El jefe del Estado Mayor del Ejército argelino, general Said Chanegriha, recibió este martes 9 de junio al almirante estadounidense George Wikoff, comandante de las Fuerzas Conjuntas de la OTAN, en una reunión destinada a aclarar la doctrina de defensa de Argelia en un contexto regional marcado por la rivalidad con Marruecos y la competencia por la influencia en el Sahel y el Mediterráneo.

Una reunión en plena escalada de tensiones

El encuentro se produce en un momento de especial tensión entre Argel y Rabat, con el frente del Sáhara Occidental enquistado y las alianzas militares en juego. La OTAN mantiene una relación compleja con Argelia, que históricamente ha buscado un equilibrio entre su cooperación con el bloque atlántico y su rechazo a cualquier injerencia en sus asuntos soberanos.

Según fuentes militares argelinas, Chanegriha reiteró durante la audiencia la posición de Argelia, basada en la no alineación y el respeto a las fronteras heredadas de la descolonización, un principio que choca directamente con las aspiraciones de Marruecos sobre el Sáhara Occidental. La clarificación doctrinal busca evitar malentendidos con la OTAN, que cuenta entre sus miembros a España y Francia, países con intereses directos en la región.

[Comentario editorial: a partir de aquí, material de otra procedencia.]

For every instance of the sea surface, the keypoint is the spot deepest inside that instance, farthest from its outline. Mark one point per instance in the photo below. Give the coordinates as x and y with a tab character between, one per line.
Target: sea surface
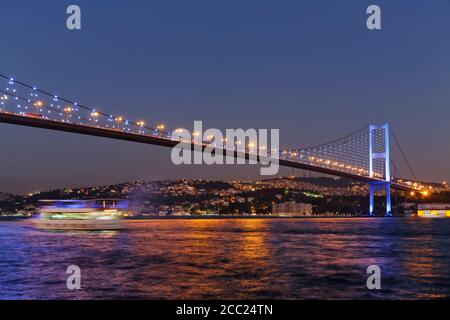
318	258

Implicaciones para el flanco sur de la OTAN

La reunión tiene una lectura estratégica para España, cuya posición en el Magreb y el Mediterráneo se ve directamente afectada por la postura de Argelia. El país norteafricano es un socio energético clave y un actor indispensable en la lucha contra el terrorismo en el Sahel. Su alineamiento o distancia de la OTAN condiciona la seguridad del flanco sur de la Alianza.

Argelia ha expresado en los últimos meses su malestar por el giro de la política exterior española respecto al Sáhara Occidental, tras el apoyo de Madrid al plan de autonomía marroquí. Este contexto ha enfriado las relaciones bilaterales y sitúa a España como un actor directamente concernido por el resultado de las conversaciones entre el mando argelino y la OTAN.